Desde allí bajó más despacio por el camino hacia el puente. Había vuelto al punto de partida, y creyó que vería a los otros o que oiría sus gritos. Pero no vio a nadie. Las formas oscuras de los árboles muy espaciados entre sí al otro lado del parque le hicieron vacilar. Alguien la odiaba, no debía olvidarlo, y era un hombre imprevisible y violento. Leon, Cecilia y Marshall estarían ya muy lejos. Los árboles más cercanos, o al menos sus troncos, tenían forma humana. O podían ocultar alguna. Ni siquiera sería visible para ella un hombre parado delante de un tronco. Por primera vez, fue consciente de la brisa que soplaba entre la copa de los árboles, y este sonido familiar la inquietó. Infinidad de agitaciones separadas y precisas bombardearon sus sentidos. Cuando el viento arreció brevemente y luego cesó, el sonido se alejó de Briony, recorriendo como un ser viviente el parque oscurecido. Se paró a preguntarse si tendría el valor de seguir hasta el puente, de cruzarlo y bajar el empinado terraplén hasta el templo de la isla. Sobre todo cuando no había un buen motivo: tan sólo el presentimiento de que los chicos podrían haber caminado hasta allí. A diferencia de los adultos, ella no tenía una linterna. De ella no se esperaba nada, al fin y al cabo para ellos era una niña. Los gemelos no estaban en peligro.
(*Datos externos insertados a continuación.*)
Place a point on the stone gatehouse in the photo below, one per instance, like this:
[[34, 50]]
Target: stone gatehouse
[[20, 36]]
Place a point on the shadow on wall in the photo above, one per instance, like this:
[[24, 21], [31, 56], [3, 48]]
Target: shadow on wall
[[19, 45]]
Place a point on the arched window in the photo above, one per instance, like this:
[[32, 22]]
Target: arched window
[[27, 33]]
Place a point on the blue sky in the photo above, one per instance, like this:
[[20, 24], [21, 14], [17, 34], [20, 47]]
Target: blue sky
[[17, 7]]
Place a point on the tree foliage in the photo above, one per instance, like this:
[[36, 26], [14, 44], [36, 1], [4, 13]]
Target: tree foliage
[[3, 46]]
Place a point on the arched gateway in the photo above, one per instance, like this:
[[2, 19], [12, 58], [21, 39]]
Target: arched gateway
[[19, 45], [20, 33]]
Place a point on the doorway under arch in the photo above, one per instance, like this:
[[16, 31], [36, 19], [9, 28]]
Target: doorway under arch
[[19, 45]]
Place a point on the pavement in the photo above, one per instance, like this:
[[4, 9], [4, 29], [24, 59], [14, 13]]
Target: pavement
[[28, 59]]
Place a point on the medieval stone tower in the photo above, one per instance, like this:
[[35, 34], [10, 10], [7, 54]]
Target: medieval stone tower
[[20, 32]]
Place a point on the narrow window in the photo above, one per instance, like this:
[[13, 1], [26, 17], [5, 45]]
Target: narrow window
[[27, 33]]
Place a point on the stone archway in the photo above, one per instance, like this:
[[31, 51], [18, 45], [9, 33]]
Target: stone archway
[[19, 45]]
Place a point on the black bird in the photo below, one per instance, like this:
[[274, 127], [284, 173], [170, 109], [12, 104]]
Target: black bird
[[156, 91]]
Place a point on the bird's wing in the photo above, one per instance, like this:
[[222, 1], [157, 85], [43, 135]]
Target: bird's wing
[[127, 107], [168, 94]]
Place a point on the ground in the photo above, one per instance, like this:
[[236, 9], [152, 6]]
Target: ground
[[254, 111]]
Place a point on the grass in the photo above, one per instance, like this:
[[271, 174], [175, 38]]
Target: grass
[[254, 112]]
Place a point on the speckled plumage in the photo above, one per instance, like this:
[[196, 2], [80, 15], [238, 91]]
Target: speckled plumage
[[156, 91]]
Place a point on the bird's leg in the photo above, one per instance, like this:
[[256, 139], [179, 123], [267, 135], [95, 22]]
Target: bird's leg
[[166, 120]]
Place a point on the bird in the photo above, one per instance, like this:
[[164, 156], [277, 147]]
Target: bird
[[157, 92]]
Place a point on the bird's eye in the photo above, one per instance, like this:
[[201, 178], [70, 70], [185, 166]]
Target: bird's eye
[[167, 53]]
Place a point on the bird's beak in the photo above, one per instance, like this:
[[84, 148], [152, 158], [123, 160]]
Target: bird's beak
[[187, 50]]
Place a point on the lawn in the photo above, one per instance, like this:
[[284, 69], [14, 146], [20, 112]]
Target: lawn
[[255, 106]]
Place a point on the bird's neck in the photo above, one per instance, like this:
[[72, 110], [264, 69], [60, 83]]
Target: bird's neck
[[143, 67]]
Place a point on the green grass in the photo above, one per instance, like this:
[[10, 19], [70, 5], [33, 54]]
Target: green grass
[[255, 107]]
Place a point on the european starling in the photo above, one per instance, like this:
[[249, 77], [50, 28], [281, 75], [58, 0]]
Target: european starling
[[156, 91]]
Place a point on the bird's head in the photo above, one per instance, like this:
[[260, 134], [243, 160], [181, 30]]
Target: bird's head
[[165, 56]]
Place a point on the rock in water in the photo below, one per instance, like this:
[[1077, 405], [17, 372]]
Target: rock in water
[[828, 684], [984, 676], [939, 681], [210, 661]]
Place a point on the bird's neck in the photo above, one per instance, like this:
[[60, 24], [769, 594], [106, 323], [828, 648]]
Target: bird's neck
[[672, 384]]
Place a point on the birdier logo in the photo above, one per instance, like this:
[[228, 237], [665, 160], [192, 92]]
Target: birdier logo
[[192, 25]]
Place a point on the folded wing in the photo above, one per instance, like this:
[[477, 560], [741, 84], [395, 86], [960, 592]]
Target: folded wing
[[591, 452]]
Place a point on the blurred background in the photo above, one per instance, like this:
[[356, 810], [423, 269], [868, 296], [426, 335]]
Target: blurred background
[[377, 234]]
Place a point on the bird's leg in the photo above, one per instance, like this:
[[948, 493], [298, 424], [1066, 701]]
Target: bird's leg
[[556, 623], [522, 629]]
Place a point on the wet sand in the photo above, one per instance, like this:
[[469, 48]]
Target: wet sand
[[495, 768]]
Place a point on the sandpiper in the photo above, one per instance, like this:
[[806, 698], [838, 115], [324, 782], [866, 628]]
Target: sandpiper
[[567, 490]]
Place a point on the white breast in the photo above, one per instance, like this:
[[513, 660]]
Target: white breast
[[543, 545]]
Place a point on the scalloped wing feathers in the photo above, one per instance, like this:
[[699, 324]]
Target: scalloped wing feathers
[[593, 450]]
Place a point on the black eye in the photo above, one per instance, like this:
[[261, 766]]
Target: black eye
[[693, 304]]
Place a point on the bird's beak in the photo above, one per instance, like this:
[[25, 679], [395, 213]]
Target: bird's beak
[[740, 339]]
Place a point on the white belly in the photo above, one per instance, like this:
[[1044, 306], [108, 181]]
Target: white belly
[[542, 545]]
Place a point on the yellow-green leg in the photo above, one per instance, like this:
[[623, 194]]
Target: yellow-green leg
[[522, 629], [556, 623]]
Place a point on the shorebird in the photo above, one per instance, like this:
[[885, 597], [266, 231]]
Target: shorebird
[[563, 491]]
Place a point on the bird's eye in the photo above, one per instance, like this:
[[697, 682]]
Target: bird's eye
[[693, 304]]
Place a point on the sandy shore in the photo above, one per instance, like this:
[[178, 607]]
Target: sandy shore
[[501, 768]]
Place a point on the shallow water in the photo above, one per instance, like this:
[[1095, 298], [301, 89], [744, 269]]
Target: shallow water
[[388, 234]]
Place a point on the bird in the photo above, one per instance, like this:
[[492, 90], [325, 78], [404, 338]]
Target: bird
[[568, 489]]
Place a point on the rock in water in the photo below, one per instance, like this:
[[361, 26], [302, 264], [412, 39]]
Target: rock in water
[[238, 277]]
Permaneció sobre la grava un par de minutos, no tan asustada como para volver atrás ni tan confiada como para continuar. Podía volver al lado de su madre y hacerle compañía en el salón mientras esperaba. Podía optar por un itinerario más seguro, hacer el camino de ida y vuelta sin entrar en los bosques, y todavía daría la impresión de que su búsqueda había sido seria. Pero precisamente porque el día le había revelado que ya no era una niña, y que ahora era una persona con una historia más densa, y tenía que demostrarse a sí misma que era digna de esa historia, se obligó a proseguir la marcha y a cruzar el río. De debajo de los pies, amplificado por el arco de piedra, le llegó el silbido de la brisa meciendo la juncia, y un súbito batir de alas contra el agua que cesó de golpe. Eran sonidos cotidianos, magnificados por la oscuridad. Y la oscuridad no era nada: no era una sustancia, no era una presencia, no era nada más que una ausencia de luz. El puente sólo llevaba a una isla artificial en un lago artificial. Había estado allí durante casi doscientos años, y su aislamiento lo distinguía del resto de los terrenos, y le pertenecía a ella más que a nadie. Era la única que visitaba el lugar. Para los demás no era sino un pasillo hacia casa y desde casa, un puente entre los puentes, un ornamento tan conocido que resultaba invisible. Hardman iba allí con su hijo dos veces al año para segar la hierba alrededor del templo. Los vagabundos lo habían utilizado. Gansos migratorios extraviados poblaban a veces la pequeña orilla herbosa. Por lo demás, era un feudo solitario de conejos, aves acuáticas y ratas de agua.
De modo que debería ser algo sencillo, bajar por el terraplén y cruzar la hierba hasta el templo. Pero titubeó de nuevo y se limitó a mirar, sin llamar siquiera a los gemelos. La palidez indistinta del edificio brillaba en la oscuridad. Cuando lo miró directamente se disolvió por completo. Se alzaba a unos cien metros de distancia y, más cerca, en el centro de la extensión de hierba, había un arbusto que ella no recordaba. O, mejor dicho, lo recordaba más próximo a la orilla. Los árboles —lo que veía de ellos— tampoco eran los mismos. El roble era demasiado bulboso, y el olmo excesivamente desgreñado, y en su carácter extraño parecían coaligados. Cuando descansó la mano en el pretil del puente, la sobresaltó el grito agudo y desagradable de un pato, casi humano en su nota entrecortada y declinante. Era lo escarpado del terraplén, por supuesto, lo que la refrenaba, y la idea del descenso, y el hecho de que no tenía demasiado sentido. Pero había tomado una decisión. Bajó hacia atrás, agarrándose a las matas de hierba, y al llegar abajo sólo se detuvo a limpiarse las manos en el vestido.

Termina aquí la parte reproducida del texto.